In XenApp & XenDesktop 7.7, we introduced zones, and I wrote a blog post about how they behaved with latency. The higher the latency, the worse things become. Well, we’ve been busy improving things…
The first area I want to cover is improvements for brokering with latency. I only have two new data points from 7.11, but you’ll see why I only have two.
|Average Response Time (s)||12.9||3.7||26.7||N/A||7.6|
|Brokering Requests per second||3.7||12.6||1.3||N/A||6.3|
|Time to launch 10k users||44m55s||13m10s||2h03m||N/A||26m27s|
As you can see with 250ms latency, we now outperform the 7.7 code at 90ms, so rather than spend time on doing lots of data points, I tested one that completely failed previously. So, if you’re on 7.11 or later, users should see quicker brokering of resources, even with latency between a broker and the SQL server.

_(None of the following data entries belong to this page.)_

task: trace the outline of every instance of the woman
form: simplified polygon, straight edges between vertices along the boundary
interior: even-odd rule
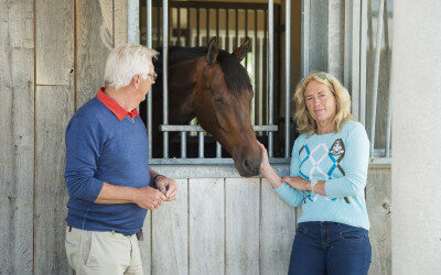
[[[309,75],[298,85],[294,101],[301,135],[292,150],[290,177],[277,175],[259,144],[262,175],[284,201],[302,206],[288,273],[367,274],[366,131],[353,121],[349,94],[330,74]]]

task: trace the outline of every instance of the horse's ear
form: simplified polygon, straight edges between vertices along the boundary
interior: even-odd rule
[[[238,62],[241,62],[245,55],[247,55],[247,52],[249,51],[249,44],[250,41],[249,37],[247,36],[244,43],[241,43],[241,45],[233,52],[233,55],[236,57]]]
[[[219,54],[219,46],[217,44],[217,37],[214,36],[208,43],[207,63],[212,65],[216,62],[217,55]]]

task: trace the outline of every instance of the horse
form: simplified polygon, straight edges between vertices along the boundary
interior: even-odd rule
[[[250,121],[254,90],[247,70],[240,65],[249,44],[247,37],[232,54],[219,50],[217,37],[207,47],[171,47],[168,67],[169,124],[189,124],[196,118],[233,156],[236,169],[244,177],[258,175],[261,161]],[[158,157],[162,150],[161,55],[154,67],[158,78],[152,87],[152,136],[153,156]]]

We’re also not forgetting those on LTSR. If you have 7.6 CU3 DDCs, then you also have the same improvements. Although we don’t expect 7.6 to be deployed with latency, it still improves performance for no latency, and we know some customers do have 7.6 with a bit of latency.
So, what did we do?
We revisited the core brokering SQL code that determines which VDA is the least loaded and then sends a launch request to that VDA. We decided that rather than use a “perfect” load balance algorithm, we’d use a “good enough” load balance algorithm.
Previously, we’d wanted the least-loaded VDA, and would lock/block waiting for the VDA to become available, and so backup (serialize/block) all other brokering requests. Instead, we now look for the least loaded worker that isn’t currently locked, so this means we may not get the least loaded, perhaps the 2nd or 3rd least loaded. But we can do so without locking all the other launch requests.

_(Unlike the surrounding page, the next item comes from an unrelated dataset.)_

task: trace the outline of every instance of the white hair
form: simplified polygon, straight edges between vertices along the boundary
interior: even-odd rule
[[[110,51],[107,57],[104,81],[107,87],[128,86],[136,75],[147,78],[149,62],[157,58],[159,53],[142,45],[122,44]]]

If we can’t find one not currently locked then we’ll sit and wait for locks, with with enough VDAs it’s rare to hit the case of all of them being locked at the same time, and the behaviour is then the same as before this fix.
In some scenarios admins may notice a slight difference in load balancing, but you’d have to be paying very very close attention to spot we didn’t use the least loaded VDA.
This isn’t the only location we’ve been removing and resolving SQL blocking issues (in the core brokering code) and there are a few others that have been fixed. So, at this time I’d recommend large sites use a 7.13 or 7.6 CU3 broker to have all the currently known improvements.
Registration Storm serialisations
Unfortunately, one big area that we know there is a lock is VDA registration. The reason for the lock is to avoid deadlocks when registering workers. We now have a much better understanding of the cause of the deadlocks, which was due to not locking sessions for a worker in a consistent order over multiple registration threads. We now do the session locking by session id, which now stops the VDAs deadlocking.
However, we viewed it as a little risky to remove the lock entirely until we’ve had more time to test it out. But we know some customers have hit this lock, and so we decided to provide a tuneable on it’s usage.
So where is the tuneable, firstly you need 7.12 or later, and it’s actually in the database, and you have to update it directly in the database. It’s in the chb_Config.Site table:
select SerializeMultiSessionAudits, SerializeMultiSessionDeregistrations from chb_config.Site SerializeMultiSessionAudits SerializeMultiSessionDeregistrations --------------------------- ------------------------------------ 1 1
These flags can be set to 0 to remove the usage of the lock:
update chb_config.Site set SerializeMultiSessionAudits=0, SerializeMultiSessionDeregistrations=0 select SerializeMultiSessionAudits, SerializeMultiSessionDeregistrations from chb_config.Site (1 row(s) affected) SerializeMultiSessionAudits SerializeMultiSessionDeregistrations --------------------------- ------------------------------------ 0 0
We’ve tested this internally, and found it helped resolve some issues in our re-registration scale tests. But we also know that customers have very complex envs, and we didn’t want to make such a change of behaviour without a little more time to test it out.
It’s expected that the default will be to be not do this locking in a future release, but leave the tuneable to re-enable it should a customer have any issues without the locking.